Proviamo a leggere un tema molto discusso in questi giorni con gli occhi del comune cittadino che segue senza pregiudizi un dibattito nel quale argomenti contrapposti si confrontano, o meglio si scontrano. Limitare l’uso delle intercettazioni è l’obiettivo di cui si parla, perché potrebbero “sporcare” l’onorabilità di un innocente coinvolto senza colpa in una discussione intercettata e divulgata. Il ministro della Giustizia Carlo Nordio di questa lotta alle intercettazioni considerate invadenti e a cui si ricorrerebbe in modo eccessivo, ne ha fatto una missione, anche imbarazzando, per il suo zelo, Giorgia Meloni. Ma c’è un’altra faccia del problema, che — seguendo un ragionamento conseguente alla stessa invocata esigenza di rispetto — sembra prevalere nettamente

L’intervento di MAURIZIO MENICUCCI

DA SEMPLICE CITTADINO, umile comparsa in questioni antiche e oggi sempre più complesse che toccano le corde profonde del rapporto tra lo Stato e l’individuo, assisto perplesso alla nuova stagione del dibattito sulle intercettazioni, oggetto, in queste ore, di simpatiche pantomime tra lo zelante ministro Carlo Nordio, che l’ha riaperta come emergenza assoluta, e una gelida, ancorché sorridente, Giorgia Meloni, che, avendo meditato sull’opportunità di un Armageddon con la magistratura, la vorrebbe almeno rimandare. Nella vana attesa, com’è tradizione di questa maggioranza, che qualche proposta concreta segua gli squilli di tromba, tento anch’io di mettere ordine tra pressioni, impressioni e presentimenti, frastornato dal coro di anatemi, stentorei a destra e al centro, sommessi a sinistra, sull’uso e sull’abuso che ne farebbero i pubblici ministeri. E mi chiedo, come tutti: non sarà arrivato il momento di limitare questi ascolti telefonici e ambientali ad alcune fattispecie penali più pesanti, per evitare che i loro contenuti, anche se privi di rilevanza penale, vengano resi noti, magari come pretesto per esecuzioni sommarie sulla forca dell’opinione pubblica e dei social media, allenati all’odio di ogni diversità, dal sesso al colore dei calzini

Posta così, la domanda non può avere che una risposta: sì, in una società dove i diritti personali si ritrovano schiaffeggiati ogni giorno in nome di qualche eccezionale ragione, restringere la discrezionalità di una giustizia troppo indiscreta sembra una richiesta logica ed equilibrata per difendere dalla nudità pubblica quel che resta del nostro privato. Eppure, se superiamo una certa diffidenza nazional popolare verso i giudici, alimentata dal loro protagonismo e, assai più, dalla campagna denigratoria di una parte del sistema politico e industriale per indebolirli e garantirsi l’impunità, sorge il dubbio che la pretesa di tagliare le intercettazioni, peraltro già in passato ampiamente regolate, sia immotivata e anche assurda. Non meno assurda, ad esempio, che chiedere a un tribunale di astenersi dal suo compito naturale di emettere sentenze, per non incorrere in errori penali, o al medico di non curare, per evitare effetti collaterali

In entrambi i casi, e ogni volta che banalmente vorremmo bandire uno strumento a causa di un suo uso improprio, ci troviamo a sbattere contro il paradosso di proporre un rimedio peggiore del danno. Nel caso delle intercettazioni, restringendone le possibilità, che secondo la massima parte dei magistrati sono già abbastanza anguste, finiremmo per legare le mani agli inquirenti e slegarle ai criminali. E se il problema siamo noi, giornalisti da ballatoio, allora troviamo il modo di risolverlo, senza bavagli, ma caso mai riportando (a questo servono, se servono, gli ordini professionali) un po’ di pulizia e di sensibilità in casa nostra. 

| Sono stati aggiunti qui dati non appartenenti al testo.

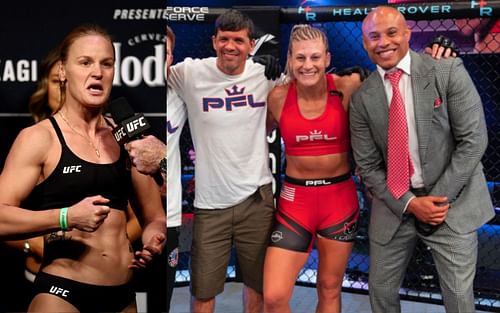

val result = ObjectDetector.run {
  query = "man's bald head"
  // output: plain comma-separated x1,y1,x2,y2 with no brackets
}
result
361,6,411,69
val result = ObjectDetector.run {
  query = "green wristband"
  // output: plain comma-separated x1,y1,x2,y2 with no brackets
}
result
59,208,68,231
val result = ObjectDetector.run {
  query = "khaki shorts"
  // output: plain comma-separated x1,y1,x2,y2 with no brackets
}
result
191,184,274,299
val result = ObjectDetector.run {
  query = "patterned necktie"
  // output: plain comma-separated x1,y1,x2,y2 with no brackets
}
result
385,69,413,199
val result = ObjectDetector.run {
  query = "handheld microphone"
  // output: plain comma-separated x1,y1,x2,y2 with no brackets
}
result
108,97,163,186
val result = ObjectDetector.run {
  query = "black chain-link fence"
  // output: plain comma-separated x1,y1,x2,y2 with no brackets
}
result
170,4,500,311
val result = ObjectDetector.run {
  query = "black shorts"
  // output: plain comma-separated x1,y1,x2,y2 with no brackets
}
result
34,272,135,312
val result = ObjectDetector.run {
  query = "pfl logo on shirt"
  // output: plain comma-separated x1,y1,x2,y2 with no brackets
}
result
203,85,266,112
63,165,82,174
271,230,283,242
295,129,337,142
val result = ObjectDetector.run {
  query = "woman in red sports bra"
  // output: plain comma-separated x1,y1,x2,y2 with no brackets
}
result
264,25,361,313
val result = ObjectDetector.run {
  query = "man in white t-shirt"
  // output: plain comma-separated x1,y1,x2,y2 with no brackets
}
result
168,10,276,312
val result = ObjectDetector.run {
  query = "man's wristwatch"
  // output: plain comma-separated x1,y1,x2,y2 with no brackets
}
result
23,240,31,254
160,157,167,174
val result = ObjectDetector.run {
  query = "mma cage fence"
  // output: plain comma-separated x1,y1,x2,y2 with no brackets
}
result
167,1,500,312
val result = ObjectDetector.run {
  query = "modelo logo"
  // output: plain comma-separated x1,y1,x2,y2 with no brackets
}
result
113,42,165,87
0,42,165,87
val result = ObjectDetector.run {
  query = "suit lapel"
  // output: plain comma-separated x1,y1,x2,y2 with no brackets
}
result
363,73,389,151
411,52,436,164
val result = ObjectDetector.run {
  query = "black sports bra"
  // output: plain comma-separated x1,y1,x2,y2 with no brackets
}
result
22,116,132,211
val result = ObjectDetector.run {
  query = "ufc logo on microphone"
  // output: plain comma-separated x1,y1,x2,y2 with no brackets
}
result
49,286,69,298
125,116,148,133
63,165,82,174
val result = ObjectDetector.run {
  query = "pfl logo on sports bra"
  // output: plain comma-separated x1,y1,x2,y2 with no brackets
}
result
203,85,266,112
295,129,337,142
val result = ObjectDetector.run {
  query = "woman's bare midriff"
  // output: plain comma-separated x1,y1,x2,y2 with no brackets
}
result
286,153,350,179
41,210,133,286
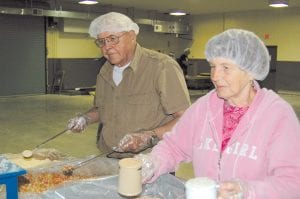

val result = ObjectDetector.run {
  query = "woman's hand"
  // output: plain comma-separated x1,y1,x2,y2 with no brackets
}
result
218,181,243,199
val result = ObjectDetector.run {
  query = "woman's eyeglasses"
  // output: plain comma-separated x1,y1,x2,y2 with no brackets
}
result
95,33,125,48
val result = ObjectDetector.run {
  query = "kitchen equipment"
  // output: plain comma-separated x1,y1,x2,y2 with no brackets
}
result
118,158,142,197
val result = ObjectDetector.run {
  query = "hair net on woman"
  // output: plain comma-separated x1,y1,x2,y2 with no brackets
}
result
205,29,270,80
89,12,139,38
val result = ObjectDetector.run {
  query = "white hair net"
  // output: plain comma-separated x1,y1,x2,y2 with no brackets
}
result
89,12,139,38
205,29,270,80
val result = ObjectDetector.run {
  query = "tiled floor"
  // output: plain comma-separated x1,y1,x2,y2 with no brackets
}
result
0,90,300,178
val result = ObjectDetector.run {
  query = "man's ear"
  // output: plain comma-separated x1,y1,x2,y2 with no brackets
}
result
129,30,136,41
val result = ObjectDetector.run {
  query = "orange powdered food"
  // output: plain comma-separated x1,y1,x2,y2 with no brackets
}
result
19,172,87,193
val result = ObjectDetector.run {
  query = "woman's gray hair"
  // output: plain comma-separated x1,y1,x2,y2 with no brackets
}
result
205,29,270,80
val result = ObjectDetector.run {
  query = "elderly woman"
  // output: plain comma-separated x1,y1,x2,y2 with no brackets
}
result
137,29,300,199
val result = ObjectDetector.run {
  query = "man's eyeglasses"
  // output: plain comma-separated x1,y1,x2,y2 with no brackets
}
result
95,32,126,48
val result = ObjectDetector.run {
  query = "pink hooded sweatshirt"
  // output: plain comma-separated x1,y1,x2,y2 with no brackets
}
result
151,86,300,199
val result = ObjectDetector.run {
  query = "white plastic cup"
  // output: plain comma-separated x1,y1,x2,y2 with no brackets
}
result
118,158,142,197
185,177,217,199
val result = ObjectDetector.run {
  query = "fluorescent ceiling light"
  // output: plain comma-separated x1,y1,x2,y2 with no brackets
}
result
169,10,187,16
78,0,99,5
269,0,289,8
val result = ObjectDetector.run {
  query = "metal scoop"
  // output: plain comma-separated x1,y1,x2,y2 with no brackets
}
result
22,128,69,158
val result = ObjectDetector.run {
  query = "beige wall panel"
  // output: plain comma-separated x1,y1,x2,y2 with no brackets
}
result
192,9,300,61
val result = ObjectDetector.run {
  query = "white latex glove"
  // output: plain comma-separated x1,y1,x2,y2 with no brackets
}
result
134,154,159,184
67,114,90,133
218,180,244,199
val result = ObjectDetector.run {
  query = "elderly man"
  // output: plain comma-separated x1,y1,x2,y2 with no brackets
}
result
68,12,190,157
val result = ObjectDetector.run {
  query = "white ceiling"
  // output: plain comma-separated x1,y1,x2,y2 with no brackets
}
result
65,0,300,15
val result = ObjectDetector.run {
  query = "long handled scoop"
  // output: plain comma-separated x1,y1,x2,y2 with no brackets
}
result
22,128,69,158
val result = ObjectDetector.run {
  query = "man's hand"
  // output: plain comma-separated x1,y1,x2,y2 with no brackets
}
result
67,114,90,133
114,131,157,153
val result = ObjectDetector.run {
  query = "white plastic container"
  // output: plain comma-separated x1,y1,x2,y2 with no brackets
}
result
185,177,217,199
118,158,142,196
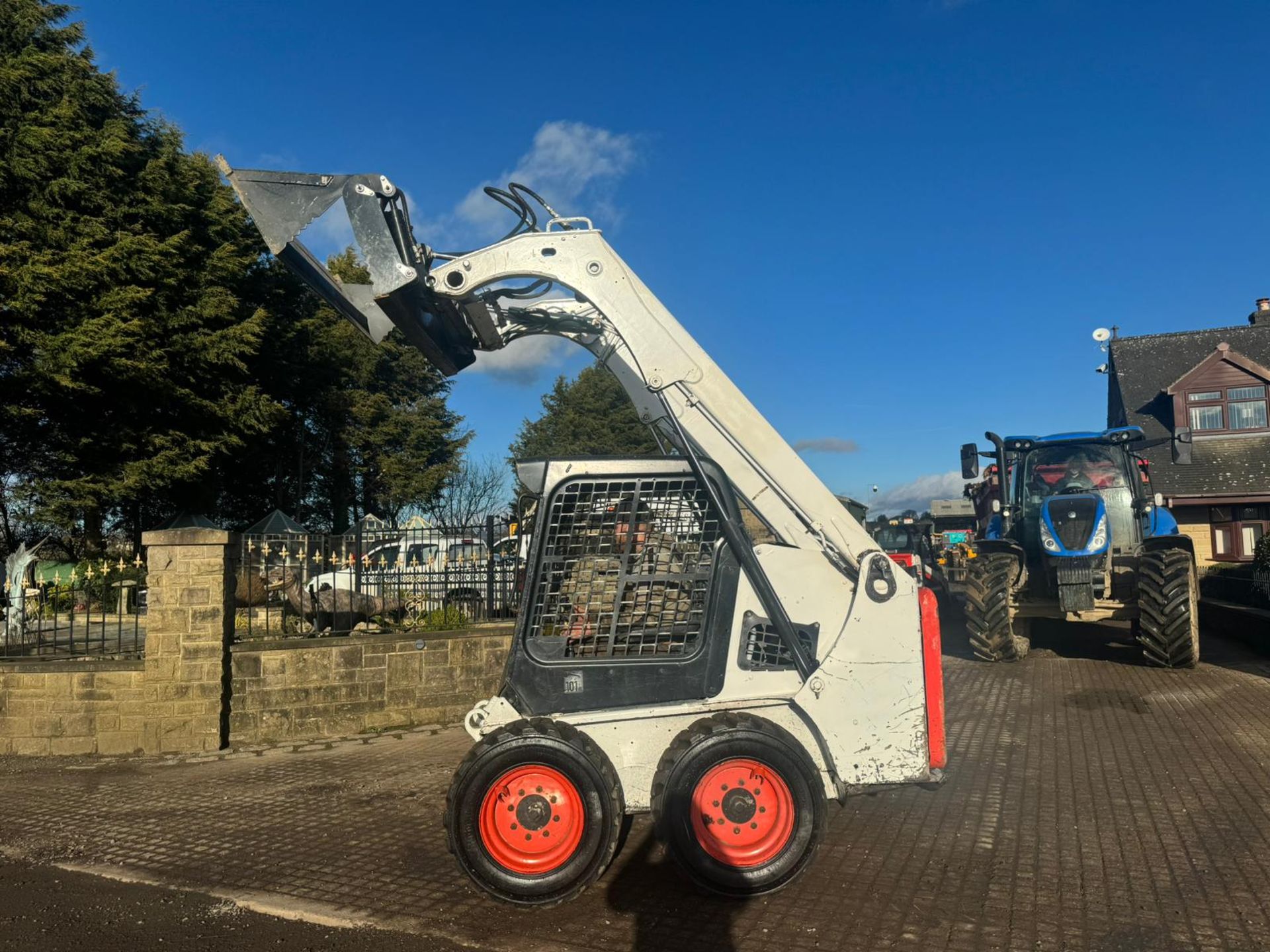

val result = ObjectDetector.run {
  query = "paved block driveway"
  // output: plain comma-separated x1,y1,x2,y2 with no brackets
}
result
0,627,1270,952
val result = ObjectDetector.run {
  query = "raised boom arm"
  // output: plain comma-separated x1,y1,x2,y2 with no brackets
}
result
217,156,908,680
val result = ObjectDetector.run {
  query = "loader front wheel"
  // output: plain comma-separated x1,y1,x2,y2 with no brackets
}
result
653,713,826,896
446,717,625,905
962,552,1031,661
1136,548,1199,668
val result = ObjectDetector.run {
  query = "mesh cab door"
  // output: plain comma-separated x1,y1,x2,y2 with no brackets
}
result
504,472,739,715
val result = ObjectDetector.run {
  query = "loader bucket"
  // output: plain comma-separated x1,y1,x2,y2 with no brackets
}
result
216,155,487,377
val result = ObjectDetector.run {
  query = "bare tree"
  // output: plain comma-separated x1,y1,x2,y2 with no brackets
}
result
423,456,512,530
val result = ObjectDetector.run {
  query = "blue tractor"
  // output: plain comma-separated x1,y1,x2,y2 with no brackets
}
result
961,426,1199,668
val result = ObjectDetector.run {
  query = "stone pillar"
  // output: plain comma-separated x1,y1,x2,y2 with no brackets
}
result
141,530,239,754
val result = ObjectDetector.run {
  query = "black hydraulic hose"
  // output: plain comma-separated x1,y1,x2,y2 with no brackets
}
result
659,395,816,682
983,432,1009,532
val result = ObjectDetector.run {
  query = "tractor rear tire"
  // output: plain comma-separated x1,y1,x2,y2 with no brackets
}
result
653,712,826,896
1138,548,1199,668
962,552,1031,661
444,717,626,905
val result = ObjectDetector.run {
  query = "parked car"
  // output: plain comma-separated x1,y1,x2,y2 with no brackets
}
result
305,533,519,618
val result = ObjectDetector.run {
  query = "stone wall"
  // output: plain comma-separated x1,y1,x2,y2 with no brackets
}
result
0,530,512,754
142,530,239,754
0,660,148,754
229,627,512,744
1169,505,1218,571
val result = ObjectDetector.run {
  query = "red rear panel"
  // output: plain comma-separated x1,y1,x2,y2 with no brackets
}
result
917,588,949,770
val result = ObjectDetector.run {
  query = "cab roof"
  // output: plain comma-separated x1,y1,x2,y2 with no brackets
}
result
1003,426,1147,450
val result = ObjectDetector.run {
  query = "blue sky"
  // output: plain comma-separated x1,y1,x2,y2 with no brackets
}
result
79,0,1270,509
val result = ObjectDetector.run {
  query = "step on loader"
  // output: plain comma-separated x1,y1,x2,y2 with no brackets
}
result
218,159,946,904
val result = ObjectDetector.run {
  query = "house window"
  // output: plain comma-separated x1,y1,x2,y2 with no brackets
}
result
1226,387,1266,430
1191,404,1226,430
1186,385,1270,433
1209,505,1270,563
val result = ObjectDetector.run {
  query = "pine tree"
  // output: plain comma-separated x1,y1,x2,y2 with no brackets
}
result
0,0,279,549
210,247,471,532
511,364,660,459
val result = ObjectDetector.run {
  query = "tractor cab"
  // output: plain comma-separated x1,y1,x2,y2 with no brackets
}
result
870,518,935,582
961,426,1199,666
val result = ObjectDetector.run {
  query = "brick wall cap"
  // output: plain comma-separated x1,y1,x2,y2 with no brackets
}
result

È evidente, tuttavia, che le posizioni ideologiche e il garantismo più sincero, seppur poco razionale, servono da utilissima foglia di fico per chi ha interessi molto distanti dalla dialettica tra opinioni differenti sul confine tra la privacy e la sicurezza. Si tratta, piuttosto, dell’ennesimo pretesto per punire i pubblici ministeri che hanno più volte sfiorato il lato politico del crimine organizzato, privandoli degli strumenti più utili a sviluppare, o viceversa scartare, le cosiddette piste di un reato. E, su questo punto, serva da plateale conferma la pervicacia con cui alcune parti continuano a sostenere la bontà e l’urgenza del provvedimento, nonostante l’innegabile evidenza del contributo dato dalle intercettazioni alla cattura di Matteo Messina Denaro. La pura e semplice verità anche un bambino è in grado di comprenderla: è che la maggior parte delle indagini parte da un indizio, da un sospetto, e poi si sviluppa in base a quello che i mezzi in mano agli investigatori rivelano e confermano. Basterebbe andare a verificare quante volte, partendo da illeciti di poco o nessun conto, si arriva a scoprire vaste reti criminali, per capire che la posta in gioco è proprio questa: rendere più difficile la possibilità di risalire dalla periferia al cuore delle responsabilità penali permessa dalle tecnologie di ascolto a distanza. 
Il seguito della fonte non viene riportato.